WHO IS AN ENEMY OF THE STATE?
ON February 14, when Delhi Police arrested 21-year-old Bengaluru-based climate activist Disha Ravi and slapped charges of sedition on her, two distinct narratives emerged in the media. One group of people branded
Ravi, who has been accused of making edits on a controversial online ‘toolkit’ to allegedly defame India, an enemy of the state. The other called the Delhi Police action another instance of the blatant abuse of the sedition law by people in power to curb dissenting voices. And it’s not just Ravi. In January this year, three sedition cases were filed against Thiruvananthapuram MP Shashi Tharoor and six journalists, including India Today Group’s Rajdeep Sardesai, for tweeting “unverified” news about the farmers’ tractor rally in Delhi on January 26. Last year, Section 124A of the IPC (Indian Penal Code), which deals with sedition, was invoked against nearly two dozen people protesting the Citizenship (Amendment) Act in January-February. Back in February 2016, Jawaharlal Nehru University students Kanhaiya Kumar and Umar Khalid were taken into custody on the same charge for allegedly raising seditious slogans on the occasion of Afzal Guru’s death anniversary at the university campus in Delhi.

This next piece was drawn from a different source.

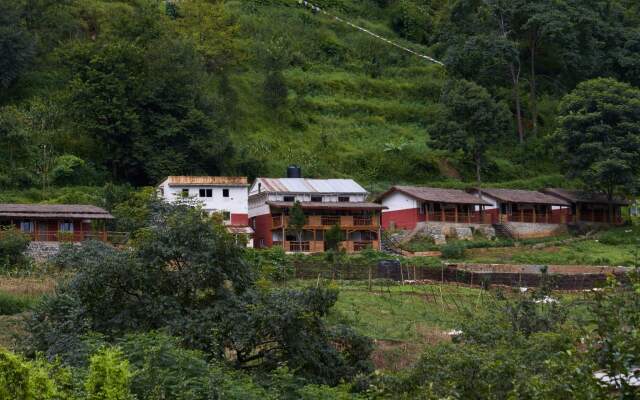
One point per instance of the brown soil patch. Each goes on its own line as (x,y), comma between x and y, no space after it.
(27,286)
(12,329)
(395,355)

Are the authorities misreading the scope of sedition? According to Article 14, an independent research initiative founded by a group of lawyers, academics and journalists, 10,938 individuals were booked in 816 sedition cases across India between 2010 and 2020. While the popular discourse tends to blame the Union government—it’s responsible only for Delhi Police and central agencies—the state governments are the ones which invoke this provision frequently as law and order is a state subject. Five states—Bihar, Tamil Nadu, Uttar Pradesh, Jharkhand and Karnataka—accounted for nearly 65 per cent of the sedition cases.
Young or old, rich or poor, celebrity or commoner, student or professional, no one, it seems, is beyond the long arm of sedition charges. The 124A charge has been invoked for failure to stand up for the national anthem, for daring to post a critical tweet, holding a ‘Free Kashmir’ poster, even raising an ‘Azadi’ slogan. Some 1,310 individuals have been charged with sedition just for shouting slogans in the past decade. This, when the Supreme Court, in a landmark verdict in 1995 in Balwant Singh vs. State of Punjab acquitted all the accused of sedition for chanting pro-Khalistan slogans following Indira Gandhi’s assassination. The court held that the mere chanting of slogans with no attempt to incite violence cannot amount to sedition and investigating authorities must be extremely cautious before making arrests in such cases.
WHAT IS SEDITION?
Sedition under Section 124A of the IPC includes signs, visible representations or words, spoken or written, that can cause “hatred or contempt, or excite or attempt to excite disaffection” towards the government.